Directed by: Matt Ruskin
Premise: Based on true events. Newspaper reporters Loretta McLaughlin and Jean Cole (Keira Knightley and Carrie Coon) investigate a pattern of murders and critique the response by the Boston police.
What Works: The Boston Strangler case is unusual among serial killer stories. The details of the murders and the list of suspects evades some of the usual facets of high-profile serial killer phenomena. The case is fascinating and the 2023 film escorts the audience through the particulars of the Boston Strangler murders from the point of view of two newspaper reporters whose coverage of the killings drove the investigation. The filmmakers navigate a lot of material and plenty of leads in a way that makes for an engrossing mystery. This particular case has a lot of unseemly details which are mostly handled tastefully without diluting the subject matter. Framing the story around the efforts of Loretta McLaughlin and Jean Cole makes sense gives this story’s approach. Boston Strangler is about the dangers women face but not just the threat of serial murder. The female reporters cope with sexism in the newsroom and harassment in the street and the Boston police fail to protect the women of the city. Boston Strangler has an atmosphere of violence and dread and it is a specifically and appropriately gendered fear. The filmmakers create a sense of imminent peril that colors the way women go through the world.
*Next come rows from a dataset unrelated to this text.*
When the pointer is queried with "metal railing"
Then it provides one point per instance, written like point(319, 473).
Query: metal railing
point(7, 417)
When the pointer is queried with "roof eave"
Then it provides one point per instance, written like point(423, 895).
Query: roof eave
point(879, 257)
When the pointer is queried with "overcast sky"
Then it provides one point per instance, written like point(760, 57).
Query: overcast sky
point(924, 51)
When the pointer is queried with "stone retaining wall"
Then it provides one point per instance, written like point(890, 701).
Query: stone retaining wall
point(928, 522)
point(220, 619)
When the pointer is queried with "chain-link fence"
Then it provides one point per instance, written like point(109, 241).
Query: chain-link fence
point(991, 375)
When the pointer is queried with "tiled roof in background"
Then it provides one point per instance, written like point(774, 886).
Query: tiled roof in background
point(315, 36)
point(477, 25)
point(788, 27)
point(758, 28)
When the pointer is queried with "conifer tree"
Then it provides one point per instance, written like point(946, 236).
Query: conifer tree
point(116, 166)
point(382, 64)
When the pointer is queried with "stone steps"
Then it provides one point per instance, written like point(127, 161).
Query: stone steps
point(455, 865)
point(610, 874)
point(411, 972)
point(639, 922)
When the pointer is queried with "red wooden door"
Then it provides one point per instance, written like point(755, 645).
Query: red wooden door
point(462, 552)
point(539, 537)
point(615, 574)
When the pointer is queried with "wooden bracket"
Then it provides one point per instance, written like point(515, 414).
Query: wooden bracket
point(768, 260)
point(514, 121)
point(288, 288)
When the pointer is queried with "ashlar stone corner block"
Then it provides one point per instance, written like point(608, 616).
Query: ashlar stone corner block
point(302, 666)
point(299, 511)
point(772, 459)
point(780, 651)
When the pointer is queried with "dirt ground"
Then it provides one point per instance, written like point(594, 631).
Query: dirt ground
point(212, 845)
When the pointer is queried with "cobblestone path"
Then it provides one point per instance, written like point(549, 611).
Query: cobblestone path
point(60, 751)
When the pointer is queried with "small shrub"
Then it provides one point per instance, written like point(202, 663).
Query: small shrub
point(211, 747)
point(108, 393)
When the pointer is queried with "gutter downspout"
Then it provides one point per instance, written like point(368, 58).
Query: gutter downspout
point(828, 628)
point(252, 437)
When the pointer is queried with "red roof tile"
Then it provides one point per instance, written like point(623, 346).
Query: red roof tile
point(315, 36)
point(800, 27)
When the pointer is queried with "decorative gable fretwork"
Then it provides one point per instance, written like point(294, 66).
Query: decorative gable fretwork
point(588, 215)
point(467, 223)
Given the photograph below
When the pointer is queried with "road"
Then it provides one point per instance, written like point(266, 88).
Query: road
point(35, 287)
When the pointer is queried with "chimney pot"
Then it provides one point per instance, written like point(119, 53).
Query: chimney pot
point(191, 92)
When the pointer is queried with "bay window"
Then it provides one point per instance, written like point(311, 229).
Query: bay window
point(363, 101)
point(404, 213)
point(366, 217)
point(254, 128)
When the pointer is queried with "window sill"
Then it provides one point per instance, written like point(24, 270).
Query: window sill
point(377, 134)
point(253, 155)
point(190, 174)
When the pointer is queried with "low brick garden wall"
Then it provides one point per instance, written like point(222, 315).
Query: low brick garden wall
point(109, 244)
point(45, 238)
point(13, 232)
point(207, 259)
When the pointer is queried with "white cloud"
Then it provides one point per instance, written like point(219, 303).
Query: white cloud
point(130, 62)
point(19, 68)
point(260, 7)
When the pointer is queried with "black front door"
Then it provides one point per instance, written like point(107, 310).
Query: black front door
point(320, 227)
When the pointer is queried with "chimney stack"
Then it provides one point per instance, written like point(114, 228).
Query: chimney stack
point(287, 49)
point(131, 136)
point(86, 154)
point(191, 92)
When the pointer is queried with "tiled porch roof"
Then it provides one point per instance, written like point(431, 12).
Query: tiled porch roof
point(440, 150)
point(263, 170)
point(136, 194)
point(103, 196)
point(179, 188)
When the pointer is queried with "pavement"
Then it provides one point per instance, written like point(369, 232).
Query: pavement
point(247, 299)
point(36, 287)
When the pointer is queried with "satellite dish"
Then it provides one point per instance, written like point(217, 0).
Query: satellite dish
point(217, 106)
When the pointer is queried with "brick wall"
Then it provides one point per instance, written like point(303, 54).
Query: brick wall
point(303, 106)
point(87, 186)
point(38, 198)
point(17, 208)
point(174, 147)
What Doesn’t: Boston Strangler consists of a lot of elements we’ve seen in other serial killer dramas. This film owes a lot to David Fincher’s serial killer projects especially Zodiac which is the gold standard of this kind of true crime serial killer procedural. Boston Strangler imitates the visual style of Zodiac but it is frequently inferior. The imagery is consistently dark and murky with the action hard to distinguish. McLaughlin visits the home of a suspect in a scene that is almost exactly the same as an equivalent sequence in Zodiac. Like a lot of police and journalism procedurals, Boston Strangler also features a domestic subplot in which the case consumes McLaughlin’s time and comes between the journalist and her husband. While this detail is true the filmmakers treat this subplot perfunctorily; it plays as a series of scenarios we’ve seen before. Jean Cole is mostly left on the periphery of the story. She doesn’t get much depth nor does she have a life outside of work. We’re told that these women developed a close friendship but there’s not much sense of that here which is a shame given the way their cooperative relationship parallels that of the suspects.
Disc extras: Available on Hulu.
Bottom Line: Boston Strangler dramatizes this infamous murder case in a way that hews fairly close to history while telling a compelling mystery. The filmmakers lean on cinematic and storytelling clichés and the film never escapes the impression that we’ve seen this before.